Qatar seeks new markets amid Gulf crisis

Qatar seeks new markets amid Gulf crisis, tours West Africa
2 min read
21 December, 2017
Senegal was the first stop for the Qatari Emir in his West Africa tour as Doha looks for new markets following the economic boycott imposed by Saudi Arabia and allies
The visit is part of Doha's drive to diversify its economy [Getty]

The Emir of Qatar started his six-nation tour of West Africa with Senegal on Wednesday as Doha seeks out new markets following the economic boycott imposed by its Gulf allies.

Sheikh Tamim bin Hamad Al-Thani's is expected to visit Burkina Faso, Ivory Coast, Ghana, Guinea, Mali and Senegal, according to foreign ministry spokeswoman Lulwa al-Khater.

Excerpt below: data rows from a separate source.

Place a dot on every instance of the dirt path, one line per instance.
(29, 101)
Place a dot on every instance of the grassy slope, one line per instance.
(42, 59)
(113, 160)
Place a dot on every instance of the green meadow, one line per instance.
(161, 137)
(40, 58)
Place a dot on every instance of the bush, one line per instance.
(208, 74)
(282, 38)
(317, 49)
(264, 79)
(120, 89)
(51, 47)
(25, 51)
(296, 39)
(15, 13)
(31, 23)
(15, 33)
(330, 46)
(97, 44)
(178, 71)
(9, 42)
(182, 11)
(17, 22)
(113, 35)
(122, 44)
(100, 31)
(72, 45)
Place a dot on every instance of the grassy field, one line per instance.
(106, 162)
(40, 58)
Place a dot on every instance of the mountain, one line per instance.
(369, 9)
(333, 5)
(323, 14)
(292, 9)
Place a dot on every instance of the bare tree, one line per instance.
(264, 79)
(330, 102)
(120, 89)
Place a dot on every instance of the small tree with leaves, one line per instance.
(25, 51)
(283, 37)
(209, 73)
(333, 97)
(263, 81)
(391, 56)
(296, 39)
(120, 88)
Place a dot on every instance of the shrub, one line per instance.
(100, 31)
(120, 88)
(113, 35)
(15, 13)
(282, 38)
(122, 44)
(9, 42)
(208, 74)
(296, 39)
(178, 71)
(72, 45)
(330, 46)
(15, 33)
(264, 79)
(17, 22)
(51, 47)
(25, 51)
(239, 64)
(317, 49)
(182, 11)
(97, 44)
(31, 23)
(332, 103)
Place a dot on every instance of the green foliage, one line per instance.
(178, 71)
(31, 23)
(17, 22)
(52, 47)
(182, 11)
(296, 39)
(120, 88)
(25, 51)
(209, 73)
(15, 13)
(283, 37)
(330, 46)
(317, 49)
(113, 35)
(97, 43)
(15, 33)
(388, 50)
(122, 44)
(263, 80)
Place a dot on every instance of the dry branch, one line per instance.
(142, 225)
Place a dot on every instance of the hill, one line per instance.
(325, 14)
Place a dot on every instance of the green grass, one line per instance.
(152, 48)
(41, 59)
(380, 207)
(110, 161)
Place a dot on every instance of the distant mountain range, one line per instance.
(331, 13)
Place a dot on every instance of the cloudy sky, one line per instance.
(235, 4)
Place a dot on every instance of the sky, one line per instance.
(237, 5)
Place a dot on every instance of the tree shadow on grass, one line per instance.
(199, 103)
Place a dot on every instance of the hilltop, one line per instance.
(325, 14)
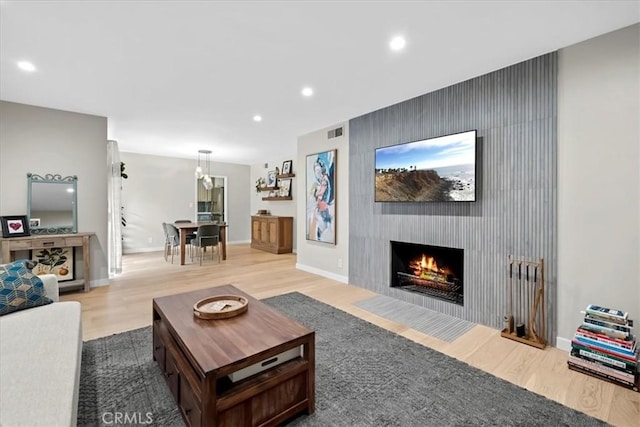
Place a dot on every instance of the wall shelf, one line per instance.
(275, 198)
(286, 175)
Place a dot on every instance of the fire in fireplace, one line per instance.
(431, 270)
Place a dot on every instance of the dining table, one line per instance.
(191, 227)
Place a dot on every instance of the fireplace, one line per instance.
(429, 270)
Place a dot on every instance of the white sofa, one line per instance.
(40, 355)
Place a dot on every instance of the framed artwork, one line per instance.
(286, 167)
(15, 226)
(285, 187)
(58, 261)
(271, 179)
(321, 197)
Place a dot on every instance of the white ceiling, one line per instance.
(174, 77)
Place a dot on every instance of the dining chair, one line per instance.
(189, 236)
(207, 235)
(173, 239)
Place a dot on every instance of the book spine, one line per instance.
(616, 315)
(614, 333)
(614, 380)
(623, 376)
(618, 351)
(585, 352)
(606, 324)
(605, 352)
(629, 345)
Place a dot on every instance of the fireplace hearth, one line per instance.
(429, 270)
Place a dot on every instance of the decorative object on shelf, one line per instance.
(58, 261)
(321, 188)
(526, 319)
(605, 347)
(286, 167)
(53, 199)
(260, 183)
(271, 178)
(284, 187)
(220, 307)
(15, 226)
(207, 182)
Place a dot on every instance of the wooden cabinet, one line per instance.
(272, 233)
(15, 244)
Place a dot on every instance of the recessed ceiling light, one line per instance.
(397, 43)
(26, 66)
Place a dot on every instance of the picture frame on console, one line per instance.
(271, 178)
(321, 197)
(15, 226)
(285, 187)
(286, 167)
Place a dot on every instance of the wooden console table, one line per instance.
(15, 244)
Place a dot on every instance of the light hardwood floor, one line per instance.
(126, 304)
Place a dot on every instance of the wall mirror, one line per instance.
(52, 204)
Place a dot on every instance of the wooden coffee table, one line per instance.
(197, 356)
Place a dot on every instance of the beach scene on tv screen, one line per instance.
(441, 169)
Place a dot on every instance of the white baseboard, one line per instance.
(327, 274)
(129, 251)
(98, 283)
(563, 344)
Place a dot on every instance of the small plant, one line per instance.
(52, 258)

The visit is part of Doha's drive to open up new markets and diversify its economy amid an ongoing blockade by its neighbours, Khater said.

The emir landed in Senegal on Wednesday evening, while the Guinean presidency said in a statement he would arrive in Conakry on Thursday.

Karim Wade, the son of former Senegalese president Abdoulaye Wade, lives in exile in Doha as part of a deal brokered with the emir to free the former minister from a prison sentence handed down for corruption.

A source close to the Malian presidency told AFP that President Ibrahim Boubacar Keita was also expecting Al-Thani on Thursday.

Khater said the six countries on the emir's itinerary had "strong economic potential and opportunities despite some security challenges in some of them".

The emir is to sign cooperation agreements in health, education, mining, energy and food security.

Khater said Qatar will also be providing $13.8 million to fund a cancer hospital in Burkina Faso.

Qatar has sought to establish new global trade links in an attempt to alleviate its regional isolation by powerful Saudi Arabia with which it shares its only land border.

Since 5 June, Saudi Arabia, the UAE, Bahrain and Egypt have diplomatically isolated Qatar, accusing the emirate of supporting Islamist extremists and of being too close to Iran, Riyadh's arch-rival.

The four countries also cut off all air and sea links to Qatar.

Doha denies the allegations and instead accused the Saudi-led bloc of aiming to incite regime change in Doha.

Qataris told The New Arab that the Saudi-led blockade has made the country stronger and more united as ever.